In the Hertz experiments, for instance, a high tension induction coil is short circuited by an arc, the resistance of which is very small, the smaller, the more capacity is attached to the terminals; and the difference of potential at these is enormously diminished: On the other hand, when the discharge is not passing between the terminals, the static effects may be considerable, but only qualitatively so, not quantitatively, since their rise and fall is very sudden, and since their frequency is small. In neither case, therefore, are powerful electrostatic effects perceivable. Similar conditions exist when, as in some interesting experiments of Dr. Lodge, Leyden jars are discharged disruptively. It has been thought—and I believe asserted—that in such cases most of the energy is radiated into space.
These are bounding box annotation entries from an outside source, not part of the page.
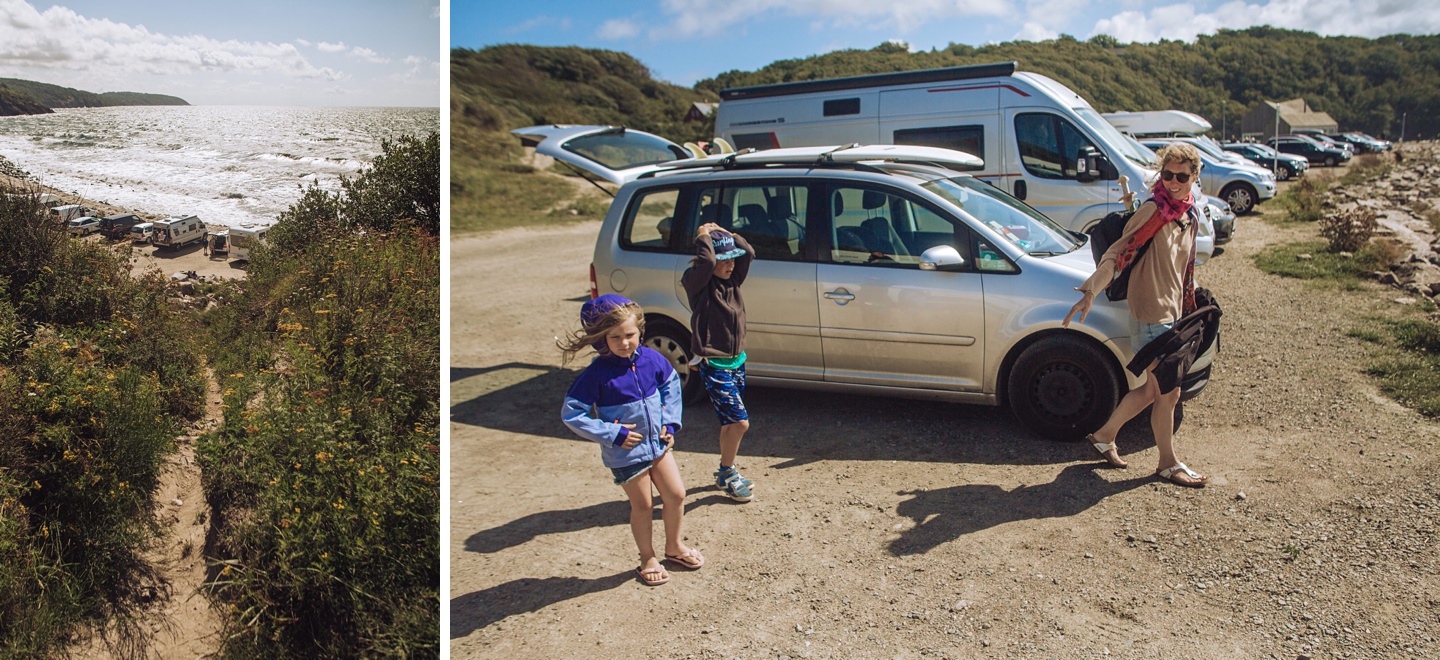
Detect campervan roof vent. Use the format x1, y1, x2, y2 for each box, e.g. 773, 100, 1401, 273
720, 62, 1018, 101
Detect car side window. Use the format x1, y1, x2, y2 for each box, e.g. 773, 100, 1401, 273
1015, 112, 1094, 179
691, 183, 809, 261
621, 189, 680, 252
824, 184, 968, 268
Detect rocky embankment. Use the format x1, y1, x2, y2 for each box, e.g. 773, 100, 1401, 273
1325, 141, 1440, 303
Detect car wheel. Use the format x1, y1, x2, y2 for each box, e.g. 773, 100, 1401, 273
1220, 183, 1256, 215
644, 321, 706, 403
1005, 334, 1123, 440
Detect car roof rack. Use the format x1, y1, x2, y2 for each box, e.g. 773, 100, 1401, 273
639, 143, 985, 179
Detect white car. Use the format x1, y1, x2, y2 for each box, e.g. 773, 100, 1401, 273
65, 216, 99, 236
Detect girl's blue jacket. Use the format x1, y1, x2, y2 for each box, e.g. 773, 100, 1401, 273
560, 346, 683, 467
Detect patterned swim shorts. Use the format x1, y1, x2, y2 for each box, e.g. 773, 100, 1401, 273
698, 362, 750, 427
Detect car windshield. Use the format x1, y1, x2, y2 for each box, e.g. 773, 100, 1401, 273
563, 128, 685, 170
1074, 108, 1155, 169
920, 176, 1080, 257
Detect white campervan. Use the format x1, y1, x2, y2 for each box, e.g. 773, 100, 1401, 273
230, 225, 269, 261
716, 62, 1156, 231
150, 215, 206, 249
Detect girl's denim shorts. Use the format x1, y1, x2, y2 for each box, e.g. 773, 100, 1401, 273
1130, 316, 1175, 353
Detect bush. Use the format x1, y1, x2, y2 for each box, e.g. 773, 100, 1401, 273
1320, 206, 1375, 252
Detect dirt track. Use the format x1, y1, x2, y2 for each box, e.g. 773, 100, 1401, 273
449, 168, 1440, 659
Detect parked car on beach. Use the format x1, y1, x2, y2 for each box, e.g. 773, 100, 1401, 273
1220, 143, 1310, 182
535, 135, 1214, 438
99, 213, 140, 239
1266, 135, 1351, 167
65, 216, 99, 236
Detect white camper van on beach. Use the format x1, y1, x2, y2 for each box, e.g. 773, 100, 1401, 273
150, 215, 206, 249
716, 62, 1156, 231
230, 223, 269, 261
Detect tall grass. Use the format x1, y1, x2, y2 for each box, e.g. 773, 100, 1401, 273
0, 185, 203, 657
199, 137, 441, 659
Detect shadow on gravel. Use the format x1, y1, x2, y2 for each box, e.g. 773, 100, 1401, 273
465, 484, 732, 553
449, 571, 635, 640
449, 363, 1152, 470
890, 464, 1153, 556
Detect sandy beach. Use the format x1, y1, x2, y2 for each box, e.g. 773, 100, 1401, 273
0, 159, 245, 280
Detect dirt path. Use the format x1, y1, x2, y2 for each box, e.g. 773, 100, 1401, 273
76, 369, 223, 660
449, 174, 1440, 659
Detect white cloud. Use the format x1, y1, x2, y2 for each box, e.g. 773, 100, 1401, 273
649, 0, 1014, 37
1090, 0, 1440, 42
595, 19, 639, 39
350, 46, 390, 65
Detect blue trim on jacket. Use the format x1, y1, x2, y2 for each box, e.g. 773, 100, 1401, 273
560, 346, 683, 467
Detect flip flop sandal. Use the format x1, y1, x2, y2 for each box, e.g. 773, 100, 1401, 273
635, 566, 670, 587
1084, 434, 1130, 470
1155, 463, 1205, 489
665, 548, 706, 571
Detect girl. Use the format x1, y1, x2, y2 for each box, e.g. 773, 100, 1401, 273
1061, 143, 1205, 489
680, 222, 755, 501
557, 294, 706, 587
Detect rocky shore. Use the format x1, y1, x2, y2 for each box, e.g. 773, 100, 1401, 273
1325, 141, 1440, 303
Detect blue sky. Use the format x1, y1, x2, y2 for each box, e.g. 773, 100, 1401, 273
0, 0, 437, 107
455, 0, 1440, 86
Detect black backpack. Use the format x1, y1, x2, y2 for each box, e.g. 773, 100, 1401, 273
1090, 205, 1200, 303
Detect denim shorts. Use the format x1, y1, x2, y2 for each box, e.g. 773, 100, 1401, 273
1130, 316, 1175, 353
700, 360, 750, 427
611, 450, 670, 486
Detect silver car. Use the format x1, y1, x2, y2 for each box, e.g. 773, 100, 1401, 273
517, 131, 1214, 438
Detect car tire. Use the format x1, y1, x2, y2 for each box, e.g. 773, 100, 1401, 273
1005, 334, 1125, 440
641, 320, 706, 403
1220, 182, 1259, 215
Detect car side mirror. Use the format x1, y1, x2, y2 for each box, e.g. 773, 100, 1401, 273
920, 245, 965, 271
1076, 147, 1110, 183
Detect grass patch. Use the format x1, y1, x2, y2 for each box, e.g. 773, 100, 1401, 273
1256, 241, 1394, 291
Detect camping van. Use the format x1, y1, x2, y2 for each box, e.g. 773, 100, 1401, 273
230, 225, 269, 261
716, 62, 1156, 231
150, 215, 206, 249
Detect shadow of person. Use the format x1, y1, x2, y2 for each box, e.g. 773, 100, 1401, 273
890, 464, 1152, 556
451, 571, 635, 640
465, 489, 730, 553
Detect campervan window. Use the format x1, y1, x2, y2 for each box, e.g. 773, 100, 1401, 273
1015, 112, 1094, 179
891, 125, 985, 171
920, 177, 1080, 257
1074, 108, 1155, 169
825, 98, 860, 117
563, 130, 687, 170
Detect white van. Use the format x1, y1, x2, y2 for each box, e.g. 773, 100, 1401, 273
50, 205, 89, 223
230, 225, 269, 261
716, 62, 1156, 231
150, 215, 206, 249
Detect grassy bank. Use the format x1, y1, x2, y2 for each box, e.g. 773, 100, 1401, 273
0, 187, 204, 657
199, 132, 441, 659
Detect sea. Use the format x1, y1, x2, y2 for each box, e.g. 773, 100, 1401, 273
0, 105, 441, 226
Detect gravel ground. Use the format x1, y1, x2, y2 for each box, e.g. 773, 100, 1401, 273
449, 161, 1440, 659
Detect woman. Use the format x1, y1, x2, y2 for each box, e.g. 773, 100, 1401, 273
1061, 143, 1207, 489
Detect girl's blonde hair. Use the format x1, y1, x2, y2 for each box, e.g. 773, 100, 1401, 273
554, 303, 645, 365
1151, 141, 1202, 184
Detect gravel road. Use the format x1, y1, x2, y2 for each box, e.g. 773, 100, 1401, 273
449, 171, 1440, 659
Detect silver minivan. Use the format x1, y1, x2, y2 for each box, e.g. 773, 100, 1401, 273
516, 127, 1214, 438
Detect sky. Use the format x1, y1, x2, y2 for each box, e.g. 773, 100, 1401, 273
0, 0, 448, 107
455, 0, 1440, 86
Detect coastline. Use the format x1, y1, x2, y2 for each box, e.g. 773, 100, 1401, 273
0, 156, 245, 280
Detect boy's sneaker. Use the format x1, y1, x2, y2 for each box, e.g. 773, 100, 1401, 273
716, 465, 753, 501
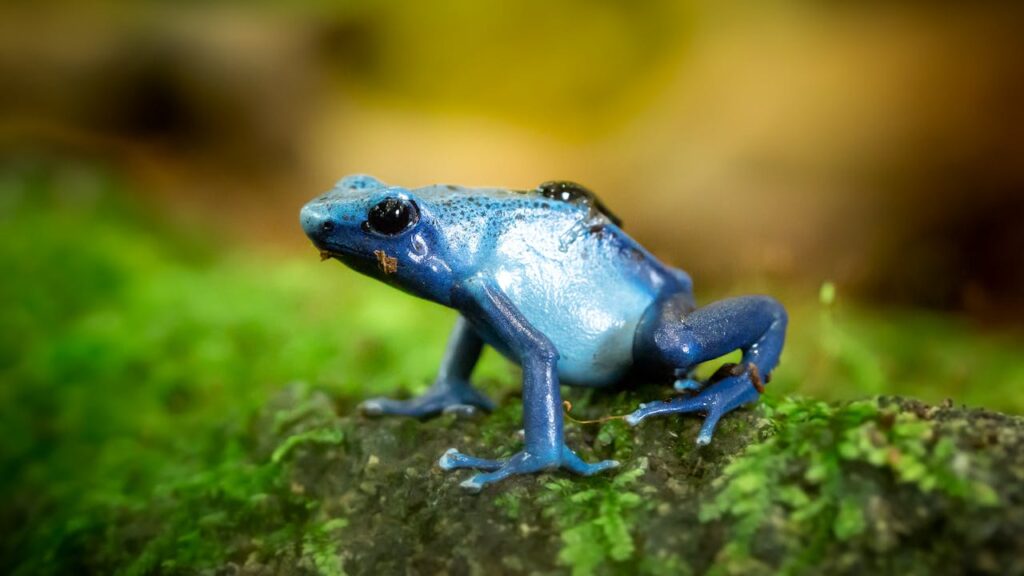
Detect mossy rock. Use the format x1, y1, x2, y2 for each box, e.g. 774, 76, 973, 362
193, 388, 1024, 574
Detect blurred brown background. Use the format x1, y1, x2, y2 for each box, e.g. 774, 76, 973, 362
0, 0, 1024, 317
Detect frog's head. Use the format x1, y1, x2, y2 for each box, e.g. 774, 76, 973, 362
300, 174, 452, 303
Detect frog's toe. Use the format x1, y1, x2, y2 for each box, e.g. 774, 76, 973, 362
625, 395, 706, 426
562, 447, 620, 476
437, 448, 504, 470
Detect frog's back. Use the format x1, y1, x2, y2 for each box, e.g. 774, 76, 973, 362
419, 187, 672, 385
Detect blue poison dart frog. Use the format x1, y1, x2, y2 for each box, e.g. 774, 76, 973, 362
300, 175, 786, 490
In the light of the experiments which I have described above, it will now not be thought so. I feel safe in asserting that in such cases most of the energy is partly taken up and converted into heat. in the arc of the discharge and in the conducting and insulating material of the jar, some energy being, of course, given off by electrification of the air; but the amount of the directly radiated energy is very small.
When a high tension induction coil, operated by currents alternating only 20,000 times a second, has its terminals closed through even a very small jar, practically all the energy passes through the dielectric of the jar, which is heated, and the electrostatic effects manifest themselves outwardly only to a very weak degree. Now the external circuit of a Leyden jar, that is, the arc and the connections of the coatings, may be looked upon as a circuit generating alternating currents of excessively high frequency and fairly high potential, which is closed through the coatings and the dielectric between them, and from the above it is evident that the external electrostatic effects must be very small, even if a recoil circuit be used. These conditions make it appear that with the apparatus usually at hand, the observation of powerful electrostatic effects was impossible, and what experience has been gained in that direction is only due to the great ability of the investigators.
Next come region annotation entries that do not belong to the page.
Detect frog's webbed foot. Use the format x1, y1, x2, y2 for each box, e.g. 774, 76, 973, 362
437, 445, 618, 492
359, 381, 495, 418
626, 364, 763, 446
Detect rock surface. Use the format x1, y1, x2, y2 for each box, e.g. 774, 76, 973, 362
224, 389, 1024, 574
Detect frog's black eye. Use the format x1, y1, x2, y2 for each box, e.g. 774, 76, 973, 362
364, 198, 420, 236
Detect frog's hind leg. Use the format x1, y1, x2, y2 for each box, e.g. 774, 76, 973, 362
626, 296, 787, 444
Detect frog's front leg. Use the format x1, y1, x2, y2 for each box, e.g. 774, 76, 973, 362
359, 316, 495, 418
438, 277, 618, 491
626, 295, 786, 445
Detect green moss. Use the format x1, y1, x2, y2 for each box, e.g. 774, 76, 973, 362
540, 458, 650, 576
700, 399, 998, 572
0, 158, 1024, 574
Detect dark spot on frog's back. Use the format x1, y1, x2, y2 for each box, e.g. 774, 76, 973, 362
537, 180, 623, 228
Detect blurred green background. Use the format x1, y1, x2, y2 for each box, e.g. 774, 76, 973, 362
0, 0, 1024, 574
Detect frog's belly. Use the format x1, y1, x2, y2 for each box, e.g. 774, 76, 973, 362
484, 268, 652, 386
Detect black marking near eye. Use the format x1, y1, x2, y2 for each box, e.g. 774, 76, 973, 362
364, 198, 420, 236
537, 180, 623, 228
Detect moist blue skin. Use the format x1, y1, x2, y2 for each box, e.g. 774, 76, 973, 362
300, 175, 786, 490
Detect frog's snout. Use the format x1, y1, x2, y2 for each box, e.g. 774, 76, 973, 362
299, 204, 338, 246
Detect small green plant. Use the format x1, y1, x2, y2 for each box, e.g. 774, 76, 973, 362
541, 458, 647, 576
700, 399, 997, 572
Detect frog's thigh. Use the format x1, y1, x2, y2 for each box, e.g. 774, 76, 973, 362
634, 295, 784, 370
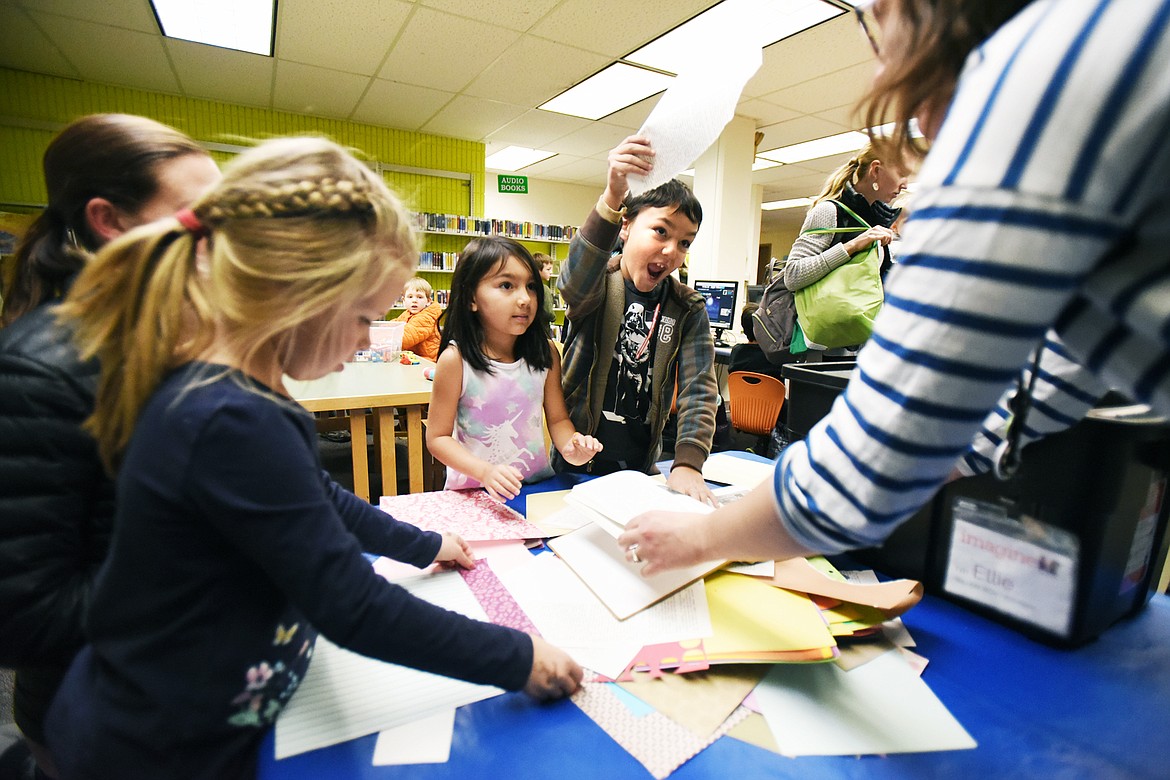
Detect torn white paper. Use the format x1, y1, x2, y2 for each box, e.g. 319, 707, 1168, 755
626, 39, 764, 195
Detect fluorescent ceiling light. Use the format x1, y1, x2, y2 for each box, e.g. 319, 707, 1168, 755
759, 198, 812, 212
484, 146, 557, 171
622, 0, 846, 74
537, 62, 674, 119
756, 130, 869, 165
151, 0, 276, 57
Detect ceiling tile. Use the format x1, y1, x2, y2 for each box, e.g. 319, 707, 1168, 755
420, 0, 560, 33
0, 4, 78, 78
32, 12, 179, 94
759, 116, 856, 151
544, 122, 629, 157
273, 61, 370, 119
531, 157, 608, 183
23, 0, 159, 33
487, 109, 590, 154
378, 8, 519, 92
735, 99, 803, 126
165, 39, 276, 106
507, 154, 584, 179
353, 78, 455, 130
532, 0, 717, 57
743, 14, 874, 97
764, 62, 873, 113
463, 35, 610, 105
422, 95, 524, 140
276, 0, 413, 76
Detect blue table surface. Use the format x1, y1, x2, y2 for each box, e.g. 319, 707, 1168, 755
259, 476, 1170, 780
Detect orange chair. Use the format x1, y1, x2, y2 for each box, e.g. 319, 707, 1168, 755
728, 371, 784, 455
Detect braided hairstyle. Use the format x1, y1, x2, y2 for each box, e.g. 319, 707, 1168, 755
60, 138, 418, 471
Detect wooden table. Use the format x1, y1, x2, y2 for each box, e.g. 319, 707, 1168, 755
284, 360, 434, 501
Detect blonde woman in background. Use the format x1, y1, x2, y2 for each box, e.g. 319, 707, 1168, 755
0, 113, 220, 778
46, 138, 581, 780
780, 143, 909, 361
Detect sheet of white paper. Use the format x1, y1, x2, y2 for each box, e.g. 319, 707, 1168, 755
373, 710, 455, 766
549, 521, 725, 620
627, 40, 764, 195
558, 644, 645, 679
497, 551, 711, 650
276, 572, 503, 759
703, 453, 776, 488
756, 650, 976, 755
565, 471, 715, 527
468, 539, 532, 573
727, 560, 776, 578
565, 493, 626, 539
But powerful electrostatic effects are a sine qua non of light production on the lines indicated by theory. Electro-magnetic effects are primarily unavailable, for the reason that to produce the required effects we would have to pass current impulses through a conductor; which, long before the required frequency of the impulses could be reached, would cease to transmit them. On the other hand, electro-magnetic waves many times longer than those of light, and producible by sudden discharge of a condenser, could not be utilized, it would seem, except we avail ourselves of their effect upon conductors as in the present methods, which are wasteful. We could not affect by means of such waves the static molecular or atomic charges of a gas, cause them to vibrate and to emit light. Long transverse waves cannot, apparently, produce such effects, since excessively small electro-magnetic disturbances may pass readily through miles of air. Such dark waves, unless they are of the length of true light waves, cannot, it would seem, excite luminous radiation in a Geissler tube; and the luminous effects, which are producible by induction in a tube devoid of electrodes, I am inclined to consider as being of an electrostatic nature.
To produce such luminous effects, straight electrostatic thrusts are required; these, whatever be their frequency, may disturb the molecular charges and produce light. Since current impulses of the required frequency cannot pass through a conductor of measurable dimensions, we must work with a gas, and then the production of powerful electrostatic effects becomes an imperative necessity.